Our senses (touch, smell, hearing, taste and vision) trigger emotions; they activate memories that, on their turn, orient behaviors.
How to measure a subjective reaction to sensory stimuli, establishing a metric that can be applied to different people?
Let’s think on the following experiment: We present a fragrance to 2 people. Individual A and Individual B And we ask them: which score would you give to such fragrance? Both individuals answer score 10.
But if we wanted to go deeper in our research and asked the same individuals exposed to the same fragrance: What emotion did this fragrance provoke in you?
That’s where neuroscience enters: Studies that identify subjective reactions that, associated to the traditional sensory study, potentialize the understanding of the consumers’ emotions.

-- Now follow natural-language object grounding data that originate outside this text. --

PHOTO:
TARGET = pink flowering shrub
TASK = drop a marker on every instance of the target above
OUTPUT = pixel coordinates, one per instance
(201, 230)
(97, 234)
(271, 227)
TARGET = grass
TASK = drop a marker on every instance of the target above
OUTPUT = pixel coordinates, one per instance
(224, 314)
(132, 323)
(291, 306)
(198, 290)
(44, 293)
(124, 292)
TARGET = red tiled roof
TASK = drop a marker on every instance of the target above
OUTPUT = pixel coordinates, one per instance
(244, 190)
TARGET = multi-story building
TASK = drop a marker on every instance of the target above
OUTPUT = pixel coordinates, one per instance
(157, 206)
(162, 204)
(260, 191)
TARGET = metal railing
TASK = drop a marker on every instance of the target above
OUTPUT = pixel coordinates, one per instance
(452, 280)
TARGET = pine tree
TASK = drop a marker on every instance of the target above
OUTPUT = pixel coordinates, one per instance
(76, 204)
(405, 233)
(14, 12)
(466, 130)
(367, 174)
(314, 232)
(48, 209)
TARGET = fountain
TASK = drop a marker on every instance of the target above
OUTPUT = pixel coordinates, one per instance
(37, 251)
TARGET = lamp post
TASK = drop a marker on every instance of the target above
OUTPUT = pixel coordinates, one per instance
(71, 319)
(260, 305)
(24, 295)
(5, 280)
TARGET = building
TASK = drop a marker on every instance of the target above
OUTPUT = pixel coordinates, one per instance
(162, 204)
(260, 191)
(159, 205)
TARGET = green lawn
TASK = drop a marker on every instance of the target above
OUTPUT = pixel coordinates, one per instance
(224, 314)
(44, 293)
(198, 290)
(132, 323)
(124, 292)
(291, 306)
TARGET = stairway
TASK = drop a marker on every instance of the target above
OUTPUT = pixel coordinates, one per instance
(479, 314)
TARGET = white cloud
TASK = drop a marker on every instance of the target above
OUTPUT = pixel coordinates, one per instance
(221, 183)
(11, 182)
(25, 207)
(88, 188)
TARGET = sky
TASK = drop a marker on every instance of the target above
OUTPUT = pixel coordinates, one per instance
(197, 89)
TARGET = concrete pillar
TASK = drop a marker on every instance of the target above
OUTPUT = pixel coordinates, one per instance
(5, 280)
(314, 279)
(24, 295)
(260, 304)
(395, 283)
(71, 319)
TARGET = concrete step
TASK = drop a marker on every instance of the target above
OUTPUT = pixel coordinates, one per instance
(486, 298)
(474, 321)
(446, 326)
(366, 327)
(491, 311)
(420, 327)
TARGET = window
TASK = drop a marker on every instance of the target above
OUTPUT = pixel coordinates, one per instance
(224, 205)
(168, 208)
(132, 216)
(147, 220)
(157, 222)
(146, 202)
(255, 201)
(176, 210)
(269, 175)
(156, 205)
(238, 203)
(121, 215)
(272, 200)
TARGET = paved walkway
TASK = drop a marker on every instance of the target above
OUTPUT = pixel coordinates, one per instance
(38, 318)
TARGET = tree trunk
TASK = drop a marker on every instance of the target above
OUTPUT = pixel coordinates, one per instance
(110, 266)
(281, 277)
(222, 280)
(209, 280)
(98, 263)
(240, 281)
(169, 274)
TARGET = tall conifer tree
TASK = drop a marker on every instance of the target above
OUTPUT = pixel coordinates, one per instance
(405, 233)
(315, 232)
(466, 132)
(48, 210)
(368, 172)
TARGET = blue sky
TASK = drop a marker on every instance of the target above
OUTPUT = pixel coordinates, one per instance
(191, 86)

We measure variables and obtain details on the sensory impressions that are hardly exposed through words.
The body talks and neuroscience understands and translates this language with a great differential: the body doesn’t lie.
Consciously, we may try, through words, to manifest “politically correct” opinions, but it’s not possible to control responses such as the level of sweating, pupil dilatation, cardiac rhythm or electric frequencies and chemical reactions of the brain.
A person is capable of reporting the olfactory experience with a lot of confidence after having smelled a bottle, but will have a hard time reporting what happens with his cognitive system while he smells the bottle. This because the brain needs a certain time to establish connections, to perform processing, and to configure a final response.
With neuroscience, the scientists are capable of identifying a response more quickly and with more precision in relation to the emotions than the verbalization of the emotion itself.
It’s important that we continue questioning the consumers on their opinions. But it’s equally important to understand their involuntary reactions!